Behavior Regulation of Adsorbed Proteins via Hydroxyapatite Surface Texture Control

The influence of nanometer-scale interfaces on proteins has received much attention in recent years. The dynamic behaviors of bone morphogenetic protein-7 (BMP-7) on a series of hydroxyapatite (HAP) surface textures were investigated to explore the influence of different surface textures using molecular dynamics (MD), steered molecular dynamics simulations (SMD), and quantum mechanics calculations. It is observed that the interaction energy curve from SMD simulations can exhibit the dynamic behavior of BMP-7 in detail. Both the type and the number difference of the adsorptive residues and the intensity discrepancy of interaction, which is induced by the specific texture of the HAP surface, could be uncovered from the energy curve qualitatively and semiquantitatively in this study. The largest conformational change occurs in the system 010+a. The quantum mechanics calculations suggest that there is a phenomenon of electron transfer from HAP to the groups of BMP-7 during the adsorption process. These findings suggest that surface-engineering techniques could be employed to directly control the texture of HAP surfaces in order to regulate the behavior of a protein adsorbed onto the nanometer-scale interface.

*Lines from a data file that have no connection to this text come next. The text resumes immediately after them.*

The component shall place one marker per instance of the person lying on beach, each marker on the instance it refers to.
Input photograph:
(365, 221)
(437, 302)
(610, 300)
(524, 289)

Direct Detection of the Formation of V-Amylose Helix by Single Molecule Force Spectroscopy

An important polysaccharide, amylose crystallizes as a regular single left-handed helix from a propanol, butanol, or iodine solution. However, its solution structure remains elusive because amylose does not form molecular solutions in these solvents, and standard spectroscopic techniques cannot be exploited to determine its structure. Using AFM, we forced individual amylose chains adsorbed to a surface to enter these poor solvents and carried out stretch-release measurements on them in solution. In this manner, we directly captured the formation of individual amylose helices induced by butanol and iodine. With an accuracy approaching that of X-ray diffraction on amylose crystals, we determined that the pitch of the helix in solution is 1.3 angstroms/ring. We also directly measured the force driving the formation of the helix in solution to be 50 pN. SMD simulations in explicit butanol reproduced the AFM-measured force-extension curves and revealed that the long plateau feature is caused by the rupture of O(2)n-O(6)(n+6) and O(3)n-O(6)(n+6) hydrogen bonds and by the unwinding of the helix. We also found that amylose helices formed in iodine solution are more compliant and hysteretic as compared to helices in butanol, which extend/relax reversibly. In iodine solution, the formation of the helix is inhibited by force and limited by the slow kinetics of the amylose-iodine complex. By forcing individual molecules into poor solvents and performing force spectroscopy measurements in solution, our AFM approach uniquely supplements X-ray diffraction and NMR methods for investigating solution conformations of insoluble biopolymers.